THE coming year will be a special one for the government. One in which all their travels, grandiose ideas and talk of preparing a foundation for the development of the country, will have to show slate. After two and a half years in office – at the half way point in their five year term – it should now be all about showing the fruits of their labour.
But this may be harder than the government may want to admit as it will begin 2019 with considerable baggage carried over from this year, which are desperately in need of resolution. Should these issues not be resolved, then they will overshadow all the good the government may have accomplished thus far.

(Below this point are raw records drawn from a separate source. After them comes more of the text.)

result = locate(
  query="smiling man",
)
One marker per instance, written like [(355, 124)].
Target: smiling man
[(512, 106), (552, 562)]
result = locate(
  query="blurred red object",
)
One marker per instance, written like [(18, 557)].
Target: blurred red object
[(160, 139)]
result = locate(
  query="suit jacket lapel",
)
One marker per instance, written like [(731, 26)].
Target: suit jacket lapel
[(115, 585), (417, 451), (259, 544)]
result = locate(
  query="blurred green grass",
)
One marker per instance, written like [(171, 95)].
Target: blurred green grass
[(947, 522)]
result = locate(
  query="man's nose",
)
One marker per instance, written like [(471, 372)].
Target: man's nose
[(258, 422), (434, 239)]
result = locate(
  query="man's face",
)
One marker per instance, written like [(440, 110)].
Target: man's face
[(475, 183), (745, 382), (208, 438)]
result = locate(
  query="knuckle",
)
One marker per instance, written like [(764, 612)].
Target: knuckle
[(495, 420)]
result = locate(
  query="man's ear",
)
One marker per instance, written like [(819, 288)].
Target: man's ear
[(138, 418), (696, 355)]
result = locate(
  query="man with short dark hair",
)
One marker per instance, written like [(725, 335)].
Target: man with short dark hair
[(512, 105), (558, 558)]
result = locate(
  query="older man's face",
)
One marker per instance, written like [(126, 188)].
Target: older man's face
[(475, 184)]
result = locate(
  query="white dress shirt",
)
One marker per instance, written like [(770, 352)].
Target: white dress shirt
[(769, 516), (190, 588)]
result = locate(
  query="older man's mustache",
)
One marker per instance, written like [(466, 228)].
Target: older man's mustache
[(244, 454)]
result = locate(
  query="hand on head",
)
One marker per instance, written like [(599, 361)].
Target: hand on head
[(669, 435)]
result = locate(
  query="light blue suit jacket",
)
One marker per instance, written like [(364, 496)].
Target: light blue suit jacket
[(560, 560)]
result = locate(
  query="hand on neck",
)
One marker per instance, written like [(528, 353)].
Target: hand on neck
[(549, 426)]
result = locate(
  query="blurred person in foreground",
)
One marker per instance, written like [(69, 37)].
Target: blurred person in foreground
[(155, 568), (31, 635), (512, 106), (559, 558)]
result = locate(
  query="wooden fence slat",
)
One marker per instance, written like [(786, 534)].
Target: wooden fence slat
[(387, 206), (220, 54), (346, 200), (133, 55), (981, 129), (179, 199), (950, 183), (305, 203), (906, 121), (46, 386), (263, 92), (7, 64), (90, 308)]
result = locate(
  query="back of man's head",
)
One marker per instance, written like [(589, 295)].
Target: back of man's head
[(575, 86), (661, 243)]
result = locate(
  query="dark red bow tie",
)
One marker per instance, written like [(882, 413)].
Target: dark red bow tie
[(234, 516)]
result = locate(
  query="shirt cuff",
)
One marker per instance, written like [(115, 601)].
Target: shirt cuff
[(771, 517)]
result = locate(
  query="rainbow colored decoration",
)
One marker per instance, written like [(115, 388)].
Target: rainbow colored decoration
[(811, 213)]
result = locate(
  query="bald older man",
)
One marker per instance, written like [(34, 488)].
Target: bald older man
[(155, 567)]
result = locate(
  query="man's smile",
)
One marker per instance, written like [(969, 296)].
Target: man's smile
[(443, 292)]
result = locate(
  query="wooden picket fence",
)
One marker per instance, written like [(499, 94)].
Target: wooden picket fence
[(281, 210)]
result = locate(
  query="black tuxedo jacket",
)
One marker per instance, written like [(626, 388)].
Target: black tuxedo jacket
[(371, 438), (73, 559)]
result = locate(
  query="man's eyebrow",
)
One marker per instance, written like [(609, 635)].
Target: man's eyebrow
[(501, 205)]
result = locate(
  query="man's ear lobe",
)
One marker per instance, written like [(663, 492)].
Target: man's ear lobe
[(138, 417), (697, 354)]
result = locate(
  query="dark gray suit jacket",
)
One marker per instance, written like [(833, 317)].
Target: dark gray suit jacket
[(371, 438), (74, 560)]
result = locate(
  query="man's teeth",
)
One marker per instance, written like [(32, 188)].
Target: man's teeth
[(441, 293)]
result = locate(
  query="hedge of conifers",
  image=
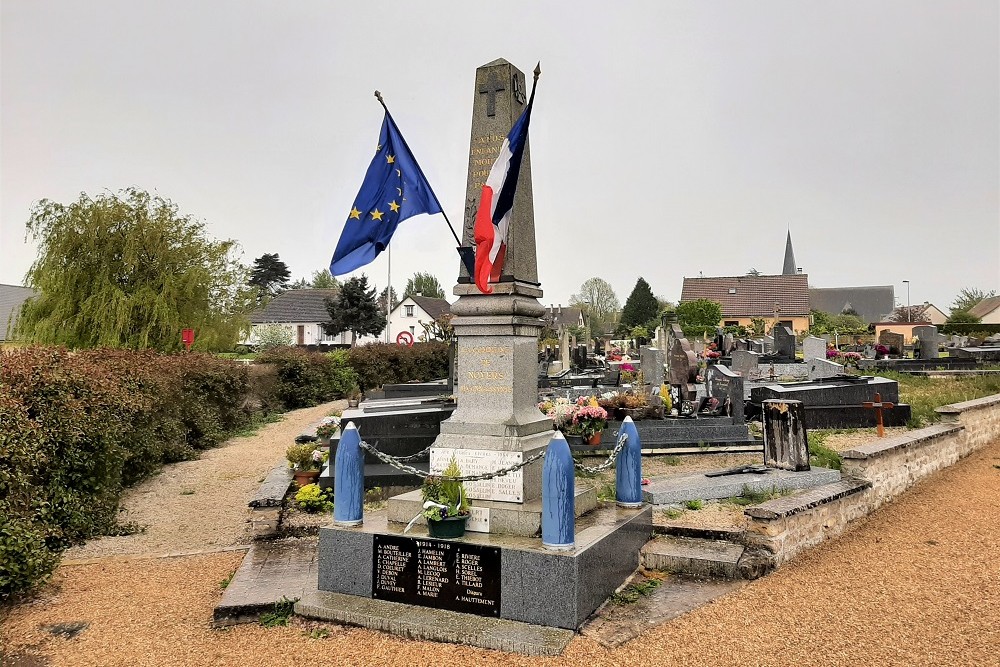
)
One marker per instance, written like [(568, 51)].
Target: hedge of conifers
[(76, 428)]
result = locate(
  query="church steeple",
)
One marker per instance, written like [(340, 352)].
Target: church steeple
[(789, 268)]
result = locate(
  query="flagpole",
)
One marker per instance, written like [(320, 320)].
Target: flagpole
[(388, 290), (378, 95)]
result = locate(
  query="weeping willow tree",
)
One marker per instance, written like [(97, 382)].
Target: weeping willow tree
[(127, 270)]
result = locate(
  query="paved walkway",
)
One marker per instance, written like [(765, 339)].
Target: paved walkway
[(917, 583)]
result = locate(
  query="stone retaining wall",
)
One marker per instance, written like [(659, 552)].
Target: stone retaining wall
[(874, 474)]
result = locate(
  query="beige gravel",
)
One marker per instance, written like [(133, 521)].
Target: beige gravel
[(201, 505), (914, 584)]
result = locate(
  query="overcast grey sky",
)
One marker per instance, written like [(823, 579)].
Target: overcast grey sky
[(668, 138)]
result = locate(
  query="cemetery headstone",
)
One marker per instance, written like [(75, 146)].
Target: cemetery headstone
[(822, 368), (726, 386), (683, 366), (785, 443), (784, 343), (745, 363), (728, 344), (928, 337), (813, 348), (893, 341), (651, 365)]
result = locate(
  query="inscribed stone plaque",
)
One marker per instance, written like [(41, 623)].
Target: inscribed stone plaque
[(436, 573), (784, 342), (813, 348), (508, 488), (500, 97)]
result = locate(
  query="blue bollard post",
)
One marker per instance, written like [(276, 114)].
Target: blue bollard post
[(628, 468), (558, 496), (349, 479)]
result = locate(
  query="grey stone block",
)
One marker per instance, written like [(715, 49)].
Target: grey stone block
[(680, 488)]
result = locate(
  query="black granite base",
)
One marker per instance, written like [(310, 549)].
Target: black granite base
[(551, 588)]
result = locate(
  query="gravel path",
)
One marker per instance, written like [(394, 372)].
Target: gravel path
[(917, 583), (201, 505)]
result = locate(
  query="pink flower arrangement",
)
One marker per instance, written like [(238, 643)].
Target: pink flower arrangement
[(590, 419)]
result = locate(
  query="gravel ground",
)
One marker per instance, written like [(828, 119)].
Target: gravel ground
[(201, 505), (916, 583)]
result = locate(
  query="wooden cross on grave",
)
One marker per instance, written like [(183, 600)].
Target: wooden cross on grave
[(878, 406)]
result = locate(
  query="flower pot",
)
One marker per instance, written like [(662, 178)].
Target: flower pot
[(453, 526), (303, 477)]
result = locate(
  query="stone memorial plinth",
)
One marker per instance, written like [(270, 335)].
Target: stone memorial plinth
[(785, 444)]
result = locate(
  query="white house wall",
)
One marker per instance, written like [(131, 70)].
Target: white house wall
[(312, 334)]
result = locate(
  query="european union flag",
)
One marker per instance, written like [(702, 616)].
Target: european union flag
[(393, 190)]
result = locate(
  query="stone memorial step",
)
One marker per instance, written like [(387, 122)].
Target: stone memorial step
[(693, 556), (687, 486), (438, 625)]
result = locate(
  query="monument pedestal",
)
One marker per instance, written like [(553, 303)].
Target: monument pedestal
[(500, 576), (523, 519)]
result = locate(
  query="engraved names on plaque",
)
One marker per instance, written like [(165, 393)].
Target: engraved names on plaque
[(437, 573), (509, 487)]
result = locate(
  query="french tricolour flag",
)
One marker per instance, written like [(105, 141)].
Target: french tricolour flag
[(497, 201)]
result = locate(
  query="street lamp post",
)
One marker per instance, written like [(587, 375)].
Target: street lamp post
[(907, 283)]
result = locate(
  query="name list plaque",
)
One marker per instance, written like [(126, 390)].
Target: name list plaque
[(437, 573)]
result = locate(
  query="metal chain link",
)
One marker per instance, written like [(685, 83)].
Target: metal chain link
[(397, 462), (622, 439)]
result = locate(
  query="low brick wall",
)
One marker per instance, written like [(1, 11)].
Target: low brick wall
[(874, 474)]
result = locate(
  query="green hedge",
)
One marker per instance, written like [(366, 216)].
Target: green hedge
[(309, 378), (380, 364), (77, 428)]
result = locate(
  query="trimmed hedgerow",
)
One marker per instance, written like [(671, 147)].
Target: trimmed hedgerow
[(309, 378), (379, 364), (79, 427)]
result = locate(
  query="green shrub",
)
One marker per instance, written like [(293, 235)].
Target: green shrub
[(380, 364), (24, 558), (307, 378), (79, 427), (311, 498)]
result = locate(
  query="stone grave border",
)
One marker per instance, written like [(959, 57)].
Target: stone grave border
[(874, 474)]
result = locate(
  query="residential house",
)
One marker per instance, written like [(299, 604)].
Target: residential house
[(559, 316), (904, 328), (302, 312), (987, 310), (782, 299), (872, 303), (413, 313), (12, 297)]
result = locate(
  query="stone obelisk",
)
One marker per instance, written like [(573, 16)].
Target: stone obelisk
[(497, 422)]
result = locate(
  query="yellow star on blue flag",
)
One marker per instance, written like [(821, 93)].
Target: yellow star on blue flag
[(394, 189)]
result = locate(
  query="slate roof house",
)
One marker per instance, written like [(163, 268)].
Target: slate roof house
[(12, 297), (987, 310), (783, 299), (872, 304), (412, 313), (560, 316), (302, 313)]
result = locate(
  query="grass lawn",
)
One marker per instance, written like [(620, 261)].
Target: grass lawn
[(924, 394)]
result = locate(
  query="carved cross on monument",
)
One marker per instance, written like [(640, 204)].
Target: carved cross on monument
[(490, 89), (878, 406)]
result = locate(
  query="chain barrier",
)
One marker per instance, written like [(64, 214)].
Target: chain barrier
[(397, 462)]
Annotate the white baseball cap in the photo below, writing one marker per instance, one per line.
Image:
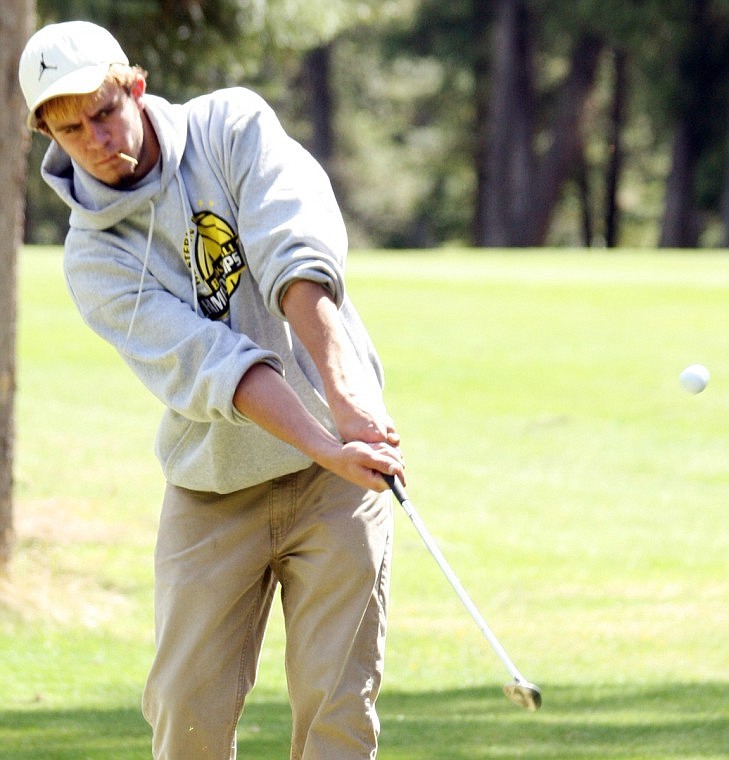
(70, 58)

IMPACS, the sword over the head of succeeding governments, is one such issue the government will have to resolve one way or the other in 2019. Prime Minister Allen Chastanet, before taking office in 2016, boldly proclaimed in his party’s 2016 Manifesto, how a new UWP Government will confront the fallout from IMPACS by appointing a high level tribunal, consisting of former members of the judiciary, to review the background to and take follow up action on the IMPACS Report, with a view to recommending appropriate means of resolving the situation within the parameters of the laws of Saint Lucia.
The prime minister promised to do all of that within 100 days of assuming office. Several hundred days of being in office have proven that the government is just as helpless about IMPACS as the previous one. Where is this high level tribunal? If such a tribunal was appointed what course of action did it recommend to the government?
It took the Americans to show the government a way out of the IMPACS debacle. The American Government wants only one thing: To have the police officers named in the IMPACS Report brought before a court of law. Nothing other than that will appease the Americans and that is what the government, however reluctant it may be, will have to do in 2019.
Another heavy suitcase of problems the government will have to deal with comes from the social and economic sectors with crime associated with unimaginable violence, high unemployment – especially among the youth, poverty and the like occupying top tiers in those sectors.
These are the very same issues the government castigated the previous government on in their bid to be the ones to govern the country in 2016.
Page 70 of the UWP Manifesto summarized that economic decline and social deprivation intensified under the previous government. After two and a half years in office, can the government safely say that it has reversed the economic decline it blamed the previous government for? Can it also say that social deprivation has been wiped out since it took over the reins of government in June 2016?
One look at the crime situation in this country and the answer to the last question is easily discernible. Despite Police Commissioner Severin Monchery’s tough words that criminals will be dealt with, criminals have become even more brazen. News report after news report show how brazen they are.
Almost every single day within the past few days gun violence is reported with someone either killed or injured, whether it be innocent persons or intended targets. No one living in this country could deny that. All of a sudden the homicide count has leaped to either 43 or 44 as I write and could be higher when this piece is published. This is not glorifying crime; this is just highlighting the dismal failure on the part of the government in putting its money where its mouth is. (Read the UWP 2016 Manifesto).
Even Monchery, this week, admitted that the police force did not meet some of its intended targets for this year after it had reviewed its plans and strategies. This is not just an indictment on the police force but also on the government. While the police hierarchy is responsible for coming up with a programme to protect citizens and ensure safety within the borders of the country, such a programme depends, in large measure, on government for it to succeed. For example, the funding for such a programme comes from the government. Also crippling the police in many ways is the devil called IMPACS.
Unemployment is still at an unsatisfactory level. For instance the latest Labour survey conducted by the Statistical Department of the Government of Saint Lucia (third quarter of 2018) placed unemployment at 20.9 percent while youth unemployment stands at 38 percent.
The government will also have to deal with the widespread disappointment of citizens with the Ministries of Health and Education as it braces itself for 2019.
There is no need to rehash citizens disappointments in these two ministries as such disappointments are clearly revealed in news reports carried either on traditional or non-traditional media.
Come 2019 the government will clearly have to show that transparency, accountability and good governance are indeed the pillars on which it is standing. Too many organizations have come forth this year complaining of not being included in government’s plans for areas in which they are involved. Too many inconsistencies have spouted from the mouths of ministers to the point where they seem not to be singing from the same page.
Equally important is the need for government to show exactly where it stands in the grand scheme for the development of Vieux Fort, particularly. Has the Government of Saint Lucia signed off on the DSH Framework of Agreement or is it only the prime minister? And is it safe to say that with the prime minister’s signature on the agreement such an agreement qualifies as a government agreement with DSH?
Then there is the issue of the national debt which always seems to be on a never ending upward climb as was evident this week when the government came to parliament seeking approval to borrow EC$437,400,000.00
As one editorial in this paper once said, ‘the show must go on” and so we shall see, come next year, whether the government is all talk and no action because as the Good Book says: “By their fruits, we shall know them.”